Model order determination of ARMA models is an area of research to which many efforts have been devoted in the past. This problem has been of considerable interest for some time and it has a long and continuity history. The reason for this interest is twofold: relevance of the issue in many practical applications and the unsatisfaction got by the users of the existing methods. This unsatisfaction comes from the fact that the problem of order determination is an ill-posed problem; that is, desirable features of an algorithm can hardly be written in mathematical form. In most practical cases, the model order is not known. This vital and crucial step is ignored, chosen rather arbitrarily, or assumed to be available in many of the commonly employed ARMA modeling algorithms. For example, in spectrum analysis and modeling, the problem of model order selection is of most importance [15]. That is because the accuracy of the frequency estimates depends on the estimated order of the prediction filter [14].

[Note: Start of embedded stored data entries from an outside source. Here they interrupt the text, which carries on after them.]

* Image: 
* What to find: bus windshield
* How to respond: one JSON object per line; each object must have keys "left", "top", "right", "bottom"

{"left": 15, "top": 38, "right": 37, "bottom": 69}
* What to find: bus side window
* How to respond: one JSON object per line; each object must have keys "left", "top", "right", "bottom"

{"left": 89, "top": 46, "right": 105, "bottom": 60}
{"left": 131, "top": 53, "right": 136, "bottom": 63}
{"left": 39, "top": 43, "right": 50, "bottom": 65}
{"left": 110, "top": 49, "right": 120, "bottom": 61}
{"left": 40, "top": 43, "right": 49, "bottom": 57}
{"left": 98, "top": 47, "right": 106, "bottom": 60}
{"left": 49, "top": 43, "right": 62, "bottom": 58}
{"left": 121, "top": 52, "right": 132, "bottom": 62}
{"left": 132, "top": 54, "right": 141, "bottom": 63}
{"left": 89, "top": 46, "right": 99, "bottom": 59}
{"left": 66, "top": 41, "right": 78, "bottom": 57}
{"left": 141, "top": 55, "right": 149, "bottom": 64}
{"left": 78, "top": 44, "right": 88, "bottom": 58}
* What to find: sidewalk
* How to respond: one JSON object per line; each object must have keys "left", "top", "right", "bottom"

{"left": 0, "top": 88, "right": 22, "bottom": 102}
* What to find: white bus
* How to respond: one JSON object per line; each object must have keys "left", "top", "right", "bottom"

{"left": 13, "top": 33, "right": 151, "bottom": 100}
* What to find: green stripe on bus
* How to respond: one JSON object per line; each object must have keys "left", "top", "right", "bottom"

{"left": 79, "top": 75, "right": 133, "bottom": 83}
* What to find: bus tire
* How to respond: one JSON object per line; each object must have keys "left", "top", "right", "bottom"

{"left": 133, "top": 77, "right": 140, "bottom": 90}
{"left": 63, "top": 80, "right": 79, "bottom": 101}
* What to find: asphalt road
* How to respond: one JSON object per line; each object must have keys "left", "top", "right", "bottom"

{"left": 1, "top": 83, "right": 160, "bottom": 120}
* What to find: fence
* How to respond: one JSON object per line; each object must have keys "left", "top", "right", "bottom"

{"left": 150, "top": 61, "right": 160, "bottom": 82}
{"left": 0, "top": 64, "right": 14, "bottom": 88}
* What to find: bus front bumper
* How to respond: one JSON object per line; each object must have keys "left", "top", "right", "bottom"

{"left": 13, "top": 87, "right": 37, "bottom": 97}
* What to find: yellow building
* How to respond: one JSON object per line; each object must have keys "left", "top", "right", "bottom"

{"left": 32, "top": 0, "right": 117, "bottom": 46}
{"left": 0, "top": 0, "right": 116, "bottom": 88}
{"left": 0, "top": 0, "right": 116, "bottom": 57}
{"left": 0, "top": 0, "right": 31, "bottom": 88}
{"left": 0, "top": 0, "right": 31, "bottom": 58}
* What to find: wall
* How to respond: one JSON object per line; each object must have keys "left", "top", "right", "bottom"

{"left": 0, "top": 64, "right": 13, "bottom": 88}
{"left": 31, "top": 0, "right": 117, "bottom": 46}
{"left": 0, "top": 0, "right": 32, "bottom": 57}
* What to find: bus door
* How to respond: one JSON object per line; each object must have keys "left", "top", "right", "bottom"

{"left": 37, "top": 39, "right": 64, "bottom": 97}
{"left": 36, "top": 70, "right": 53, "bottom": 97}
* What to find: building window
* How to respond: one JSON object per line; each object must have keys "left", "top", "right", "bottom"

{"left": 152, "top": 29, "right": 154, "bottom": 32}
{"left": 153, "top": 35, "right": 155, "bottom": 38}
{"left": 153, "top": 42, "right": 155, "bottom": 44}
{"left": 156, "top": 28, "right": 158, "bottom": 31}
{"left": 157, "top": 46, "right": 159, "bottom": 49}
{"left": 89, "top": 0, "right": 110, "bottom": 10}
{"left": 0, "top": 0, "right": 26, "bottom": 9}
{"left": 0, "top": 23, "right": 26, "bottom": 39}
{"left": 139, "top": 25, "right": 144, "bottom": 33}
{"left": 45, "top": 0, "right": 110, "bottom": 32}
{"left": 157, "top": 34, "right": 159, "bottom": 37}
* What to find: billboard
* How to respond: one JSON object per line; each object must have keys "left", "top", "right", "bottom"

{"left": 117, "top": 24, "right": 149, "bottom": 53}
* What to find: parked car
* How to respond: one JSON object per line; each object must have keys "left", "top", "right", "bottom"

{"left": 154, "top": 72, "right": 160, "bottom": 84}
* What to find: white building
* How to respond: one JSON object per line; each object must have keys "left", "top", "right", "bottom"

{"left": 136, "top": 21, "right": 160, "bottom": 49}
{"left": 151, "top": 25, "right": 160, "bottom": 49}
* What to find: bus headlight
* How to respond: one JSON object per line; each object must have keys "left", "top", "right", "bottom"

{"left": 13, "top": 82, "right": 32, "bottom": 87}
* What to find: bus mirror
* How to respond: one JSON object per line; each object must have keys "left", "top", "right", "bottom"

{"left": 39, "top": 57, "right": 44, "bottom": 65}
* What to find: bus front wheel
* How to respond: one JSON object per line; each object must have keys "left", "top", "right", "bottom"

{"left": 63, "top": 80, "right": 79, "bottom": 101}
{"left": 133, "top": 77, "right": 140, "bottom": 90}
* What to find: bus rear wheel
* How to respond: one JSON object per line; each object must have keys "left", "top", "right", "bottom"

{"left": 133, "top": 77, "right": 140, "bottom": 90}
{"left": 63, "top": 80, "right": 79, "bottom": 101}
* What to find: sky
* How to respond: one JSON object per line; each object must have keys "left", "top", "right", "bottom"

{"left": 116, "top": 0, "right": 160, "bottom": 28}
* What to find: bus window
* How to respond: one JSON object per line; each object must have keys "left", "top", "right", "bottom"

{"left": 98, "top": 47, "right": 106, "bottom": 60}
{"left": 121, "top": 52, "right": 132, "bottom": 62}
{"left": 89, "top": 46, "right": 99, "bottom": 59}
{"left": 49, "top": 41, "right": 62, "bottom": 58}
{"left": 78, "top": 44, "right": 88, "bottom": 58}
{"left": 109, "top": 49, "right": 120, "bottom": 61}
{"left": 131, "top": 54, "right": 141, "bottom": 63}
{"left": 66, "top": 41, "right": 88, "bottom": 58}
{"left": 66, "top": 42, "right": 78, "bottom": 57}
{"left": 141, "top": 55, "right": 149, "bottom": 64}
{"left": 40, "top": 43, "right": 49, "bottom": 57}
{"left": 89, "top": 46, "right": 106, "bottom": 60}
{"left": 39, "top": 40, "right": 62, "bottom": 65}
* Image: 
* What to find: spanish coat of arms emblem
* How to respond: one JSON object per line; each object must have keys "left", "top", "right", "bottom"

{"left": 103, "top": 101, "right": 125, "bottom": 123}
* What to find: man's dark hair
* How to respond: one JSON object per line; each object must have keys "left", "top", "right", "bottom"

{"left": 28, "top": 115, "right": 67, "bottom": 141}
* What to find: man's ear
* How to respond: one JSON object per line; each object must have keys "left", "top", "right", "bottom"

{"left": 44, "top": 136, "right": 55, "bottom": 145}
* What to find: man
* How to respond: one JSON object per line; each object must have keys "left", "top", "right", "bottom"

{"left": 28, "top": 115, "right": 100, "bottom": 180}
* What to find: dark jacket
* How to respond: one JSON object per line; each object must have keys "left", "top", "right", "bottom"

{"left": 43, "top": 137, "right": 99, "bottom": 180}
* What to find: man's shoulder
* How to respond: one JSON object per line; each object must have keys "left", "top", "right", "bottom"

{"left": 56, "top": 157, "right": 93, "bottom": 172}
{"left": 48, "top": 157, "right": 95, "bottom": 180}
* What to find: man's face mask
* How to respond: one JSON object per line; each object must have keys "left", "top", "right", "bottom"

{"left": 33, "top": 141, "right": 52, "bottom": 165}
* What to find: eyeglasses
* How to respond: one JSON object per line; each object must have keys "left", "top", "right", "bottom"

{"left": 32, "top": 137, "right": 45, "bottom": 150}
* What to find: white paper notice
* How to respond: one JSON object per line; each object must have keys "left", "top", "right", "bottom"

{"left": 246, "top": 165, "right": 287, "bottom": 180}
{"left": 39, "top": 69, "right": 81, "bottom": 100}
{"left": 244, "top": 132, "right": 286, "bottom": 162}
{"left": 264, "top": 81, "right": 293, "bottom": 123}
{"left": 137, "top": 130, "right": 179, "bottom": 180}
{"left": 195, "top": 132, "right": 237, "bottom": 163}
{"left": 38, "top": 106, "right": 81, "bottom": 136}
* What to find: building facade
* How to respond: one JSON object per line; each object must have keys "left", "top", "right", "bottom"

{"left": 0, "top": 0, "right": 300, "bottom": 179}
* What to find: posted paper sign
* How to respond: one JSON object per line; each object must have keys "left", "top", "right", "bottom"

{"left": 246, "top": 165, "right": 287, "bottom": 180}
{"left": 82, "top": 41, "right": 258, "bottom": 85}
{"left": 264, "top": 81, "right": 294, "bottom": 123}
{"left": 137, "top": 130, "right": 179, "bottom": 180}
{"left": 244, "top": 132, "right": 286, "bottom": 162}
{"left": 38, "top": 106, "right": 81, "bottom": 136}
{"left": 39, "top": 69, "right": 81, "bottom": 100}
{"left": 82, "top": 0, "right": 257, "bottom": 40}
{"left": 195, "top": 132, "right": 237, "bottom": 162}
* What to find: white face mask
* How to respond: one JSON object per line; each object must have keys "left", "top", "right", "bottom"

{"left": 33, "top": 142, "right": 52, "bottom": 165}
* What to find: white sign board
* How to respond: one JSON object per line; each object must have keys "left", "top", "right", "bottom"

Pioneering work on order selection has been done by Akaike [1], Rissanen [11], Schwarz [12], and Parzen [10]. Much attention has been given in the literature for determination of the autoregressive (AR) order. However, the problem of ARMA model order determination is much more difficult [15]. One method by Liang et al. [9] is shown to yield a level of performance for a general ARMA model order estimation never before achieved. This method is derived from the minimum description length (MDL) principle [11], [12]. It is based on the minimum eigenvalue (MEV) of a family of covariance matrices computed from the observed data. Liang et al. showed that the MDL did not work well at low signal-to-noise ratio (SNR) and is computationally expensive. This is due to the prediction error used in computing MDL that is directly affected by the accuracy of the parameter estimates.

An extensive review of the literature on order determination methods was done by Al-Smadi and Wilkes [4]. In their paper, they also formulated four practical criteria for a successful model order selection technique. Among the desirable features is the robustness to additive noise. This is the main point of their paper and it is dealt by taking advantage of the insensitiveness of the higher order statistics to Gaussian noise. The paper is strongly based on the work by Liang [9]; more specifically, the properties that are developed there for the signal samples are extended in [4] to the third-order cumulant (TOC) sequence. Another important contribution of the paper [4] is that its ability to drop the white noise assumption [9]. That is, they extended the original results of Liang to the case of colored Gaussian noise. Although the problem of model order determination is an “old” problem and widely considered to be solved, recent results by Liang [9] and Al-Smadi and Wilkes [4] indicate that this is far from the actual case. In fact, the much higher accuracy of these new algorithms calls for re-examination of this important problem.

In this paper, we present a new approach to the problem of ARMA model order estimation by utilizing theoretical ideas. The proposed algorithm is based on the minimum eigenvalue of a third-order cumulants matrix derived from the observed data sequence. The observed sequence is modeled as the output of an ARMA system that is excited by an unobservable input, and is corrupted by zero-mean Gaussian additive noise. A comparison will be presented between the proposed and the TOC methods [4] for different SNRs on the output signal. The TOC method is briefly reviewed in Section 2. Section 3 describes the proposed method. Section 4 contains examples of the proposed algorithm. Section 5 is devoted to concluding remarks.